If you're using the other products in the Defender suite (and let's face it, if you're paying for Microsoft 365 E5, you are using the other products), particularly Defender for Endpoint, go to its settings in the portal -- Advanced features and enable the integration, which will use signals from your endpoints in MDI.
Knock, Knock -- Who's There?
Once deployed MDI starts building a profile of each user and device and what's normal behavior, as well as monitoring for signs on malicious activity.
Security alerts align to a "kill chain" of common steps such as:
- Compromised credentials
- Lateral movement
- Domain dominance
While many security experts don't like the kill chain description (it gives the impression that attackers follow a script, while in reality they use any available weakness at any point in the attack), it's a useful framework for communicating with non-technical people, as well as a good grouping of the alerts raised by MDI.
The reconnaissance phase will raise alerts based on account, AD attribute, DNS, LDAP, User & group membership, and IP address enumeration. If you click the link above for each phase, it has detailed information for each alert, as well as steps to take when they're raised.
Compromised credentials raise alerts based on brute force attacks against Kerberos, NTLM, LDAP and SMB, Kerberos roasting and a few others.

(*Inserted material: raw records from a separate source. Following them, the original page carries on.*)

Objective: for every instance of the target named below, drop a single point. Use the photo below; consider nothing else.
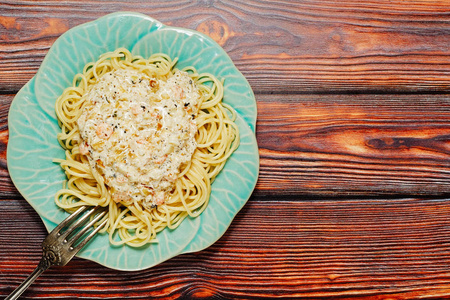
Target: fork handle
(42, 266)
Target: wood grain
(308, 46)
(353, 128)
(301, 249)
(354, 144)
(340, 145)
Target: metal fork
(63, 242)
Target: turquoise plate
(33, 127)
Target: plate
(33, 126)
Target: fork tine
(86, 227)
(89, 237)
(68, 219)
(78, 222)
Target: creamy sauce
(137, 131)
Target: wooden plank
(303, 249)
(309, 46)
(341, 145)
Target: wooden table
(354, 134)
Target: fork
(63, 242)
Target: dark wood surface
(353, 127)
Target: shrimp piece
(104, 131)
(137, 109)
(120, 197)
(84, 149)
(159, 198)
(160, 160)
(178, 92)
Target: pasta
(136, 220)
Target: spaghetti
(141, 206)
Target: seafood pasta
(145, 139)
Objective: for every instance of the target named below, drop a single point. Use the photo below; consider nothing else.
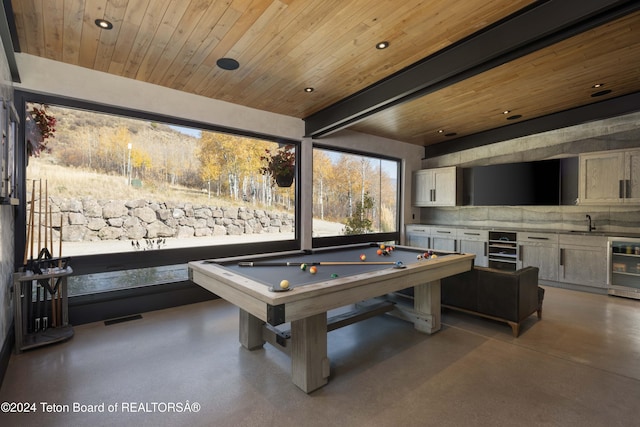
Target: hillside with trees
(349, 189)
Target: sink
(586, 233)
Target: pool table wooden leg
(309, 361)
(427, 306)
(250, 331)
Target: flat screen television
(545, 182)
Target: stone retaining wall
(92, 220)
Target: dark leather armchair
(508, 296)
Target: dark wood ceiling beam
(541, 25)
(605, 109)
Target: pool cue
(297, 264)
(40, 217)
(59, 293)
(30, 225)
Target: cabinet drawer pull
(621, 189)
(628, 189)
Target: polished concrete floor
(578, 366)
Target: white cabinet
(610, 177)
(583, 260)
(443, 239)
(471, 241)
(539, 250)
(436, 187)
(418, 236)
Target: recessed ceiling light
(104, 24)
(601, 93)
(227, 63)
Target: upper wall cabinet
(610, 177)
(436, 187)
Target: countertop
(609, 234)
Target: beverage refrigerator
(624, 267)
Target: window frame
(144, 259)
(327, 241)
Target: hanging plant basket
(284, 180)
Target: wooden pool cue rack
(40, 287)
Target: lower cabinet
(443, 239)
(418, 236)
(474, 242)
(583, 260)
(576, 259)
(539, 250)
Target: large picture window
(104, 184)
(354, 194)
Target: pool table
(342, 279)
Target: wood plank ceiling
(285, 46)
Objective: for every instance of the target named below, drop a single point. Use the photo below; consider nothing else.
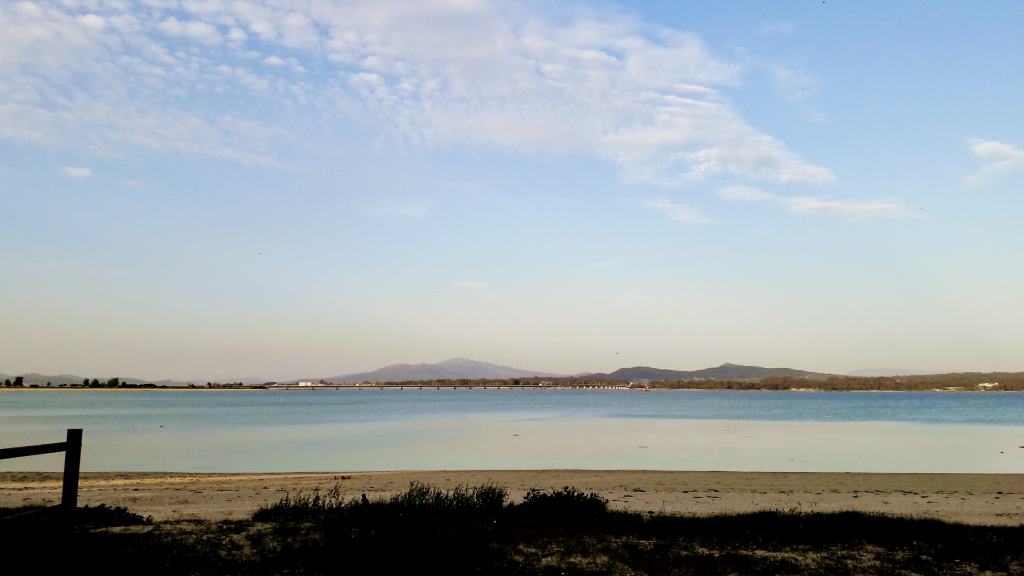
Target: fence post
(73, 459)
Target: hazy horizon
(284, 189)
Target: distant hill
(454, 369)
(724, 372)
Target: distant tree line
(960, 381)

Lateral movement alerts on the other hand comes mostly from Mimikatz and the discovery some years ago that Windows stores credentials for any user that has logged into a machine since it was rebooted in memory, and these can be accessed. If you're using Windows Defender Credential Guard, this obviates these attacks, but for any machine not protected, these alerts include pass-the-hash, pass-the-ticket, overpass-the-hash and others.
The Domain dominance phase include direct attacks against domain controllers such as DCSync, golden ticket and skeleton key activity. Finally, the exfiltration phase covers data theft over SMB and DNS.
MDI will also let you know about Lateral Movement Paths, in other words, if this user or device is compromised, the attacker can move to this device and compromise this user account and in x steps will achieve domain dominance by compromising a domain administrator account.
With the integration of MDI in the M365 Defender portal, alerts will show up alongside email/collaboration, endpoint, cloud SaaS apps and Azure Identity Protection alerts. If you are using Microsoft Sentinel you can have all the data flow from Microsoft 365 Defender into it and the integration is two-way so if you close an alert in one console, it's closed in the other.
MDI also contributes to Identity Secure Score, and you can see it's recommendations alongside the others to improve your overall security posture.
Since Microsoft 365 E5 isn't part of the recent price hike for many other plans, it might be a little easier to convince your boss to budget for a tool such as Defender for Identity and realistically, if you still rely on Active Directory on-premises (as most enterprises do), you need MDI or a tool like it to spot the bad guys quickly.